Data from the Philadelphia Playbills Project is available on GitHub.

The Philadelphia Playbills Project has produced two data sets in a Linked Open Data format (LOD), specifically JSON-LD.   One of these datasets was produced from playbills transcribed by the project, and the other was produced from existing metadata for the Furness Theatrical Image collection. LOD is an approach to data that requires adding Uniform Resource Identifiers (URIs), which is a kind of Permanent URL that has been agreed on as the authority for identifying a particular person, place, or work.   The PPP started by adding URIs from the Virtual International Authority File (VIAF), which is a significant source for such identifying links. On the playbills project, this means determining whether there is an existing identifier for names of people mentioned on the playbills, including actors, playwrights and theater staff, as well as identifiers for theaters on the playbills.

The reason for using these URIs is to disambiguate a particular person in the data.   Women, whose names change with marriage, who are especially challenging to identify. For example, Cornelia Frances Thomas Burke Jefferson, is billed as “Miss Thomas,” “Mrs. Burke,” and “Mrs. Jefferson.   Or, across time, there may be multiple “Mr. Wallack” billings on a playbill, so it is necessary to differentiate between the father, son and brother of that name. Once these links are added it is now possible for a machine to differentiate between people by the same name, or connect that multiple names belong to the same person. This means that it is easier to connect the playbills data with other data that include the same URIs, so that actors on the playbills can be connected with other information about them.

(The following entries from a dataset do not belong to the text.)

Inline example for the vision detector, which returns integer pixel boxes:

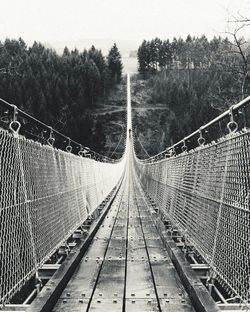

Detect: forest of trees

[137,33,250,146]
[0,39,122,151]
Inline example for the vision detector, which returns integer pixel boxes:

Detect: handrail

[140,96,250,163]
[0,98,118,162]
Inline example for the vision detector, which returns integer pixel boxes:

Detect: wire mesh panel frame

[135,130,250,302]
[0,129,124,306]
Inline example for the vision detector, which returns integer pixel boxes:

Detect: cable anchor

[227,105,238,133]
[47,127,55,147]
[66,138,72,153]
[9,105,21,134]
[197,127,206,146]
[181,139,187,152]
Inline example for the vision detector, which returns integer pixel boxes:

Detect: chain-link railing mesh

[0,129,124,305]
[135,130,250,301]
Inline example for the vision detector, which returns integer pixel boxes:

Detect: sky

[0,0,250,48]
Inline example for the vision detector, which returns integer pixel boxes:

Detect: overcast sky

[0,0,250,42]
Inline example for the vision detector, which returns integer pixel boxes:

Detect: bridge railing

[135,98,250,302]
[0,99,124,306]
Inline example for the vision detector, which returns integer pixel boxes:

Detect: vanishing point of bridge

[0,76,250,312]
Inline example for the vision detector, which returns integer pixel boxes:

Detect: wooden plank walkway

[53,165,194,312]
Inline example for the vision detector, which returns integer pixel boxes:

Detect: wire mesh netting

[0,129,124,305]
[135,130,250,302]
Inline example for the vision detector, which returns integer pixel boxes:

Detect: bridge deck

[53,169,194,312]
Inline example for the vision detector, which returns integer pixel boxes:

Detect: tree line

[0,38,122,151]
[137,33,250,152]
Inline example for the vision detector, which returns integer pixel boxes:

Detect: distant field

[122,56,138,74]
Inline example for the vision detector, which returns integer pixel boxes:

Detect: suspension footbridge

[0,76,250,312]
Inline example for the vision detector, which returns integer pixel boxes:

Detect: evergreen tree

[108,43,123,84]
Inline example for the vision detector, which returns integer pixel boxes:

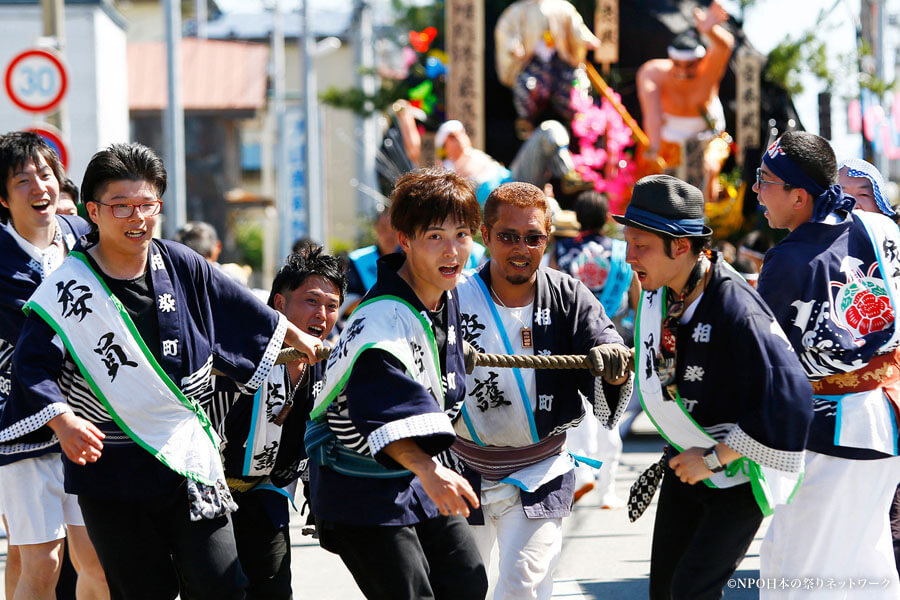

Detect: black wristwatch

[703,446,725,473]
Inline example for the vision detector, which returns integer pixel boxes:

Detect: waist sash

[304,296,453,477]
[24,252,227,489]
[634,288,802,516]
[303,420,412,479]
[451,434,566,481]
[241,365,288,477]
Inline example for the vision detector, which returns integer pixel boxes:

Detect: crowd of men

[0,123,900,600]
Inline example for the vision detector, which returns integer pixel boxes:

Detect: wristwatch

[703,446,725,473]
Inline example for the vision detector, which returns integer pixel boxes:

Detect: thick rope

[275,344,640,373]
[475,352,591,369]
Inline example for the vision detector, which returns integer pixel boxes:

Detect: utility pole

[163,0,187,238]
[353,0,378,215]
[194,0,209,39]
[301,0,326,245]
[41,0,69,139]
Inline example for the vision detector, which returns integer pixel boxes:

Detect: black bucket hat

[613,175,712,237]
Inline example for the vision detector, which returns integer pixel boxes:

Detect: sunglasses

[494,231,547,248]
[95,200,162,219]
[756,167,791,188]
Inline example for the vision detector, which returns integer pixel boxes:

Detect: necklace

[491,286,534,348]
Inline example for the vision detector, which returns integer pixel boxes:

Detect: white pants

[759,452,900,600]
[471,484,562,600]
[0,452,84,546]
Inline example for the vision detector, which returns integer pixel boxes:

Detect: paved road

[0,422,767,600]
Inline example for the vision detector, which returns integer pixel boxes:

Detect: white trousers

[471,484,562,600]
[759,452,900,600]
[0,452,84,546]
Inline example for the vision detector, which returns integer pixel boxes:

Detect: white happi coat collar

[818,211,900,456]
[310,296,449,427]
[634,288,802,515]
[25,252,227,490]
[2,220,75,279]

The challenge of documenting what was possible to know about these people not only enables the data to be more easily shared and re-ussed, but contributes to the work of unraveling the identities of people in Philadelphia’s theatrical past. It also indicates where future historical and digital work may need to be aware of gaps in who is already documented and recognized in forms like VIAF IDs, and who is not. The documentation for this project creates a start for this kind of work for Philadelphia theater history.

These URI’s were added to both the playbill transcriptions and the metadata for the Furness Theatrical Image Collection. This means that the two JSON-LD datasets can now be used together to model connections across data sets. For example, URIs added to the mentions of Edwin Booth across playbills in the transcription dataset can be matched with URI’s added to the image collection for images of an engraving of Booth and the skull used in Philadelphia productions of Hamlet signed by Booth and other actors. In this way the data can bring together resources across collections.

This same principle of connecting resources across these two experimental datasets can, in future work be used to more easily connect data on the project with data elsewhere, from other Theater History projects, to Wikipedia. Together these datasets create the basis for future work that will allow us to more easily see connections between the names of people on the playbills and other archival material or information about them elsewhere. In this way the project advances both approaches to creating transcriptions of playbills, and ways of meaningfully connecting the playbills to other relevant materials in the archives, contributing new ways of tackling challenges for research and discovery in the theater history field.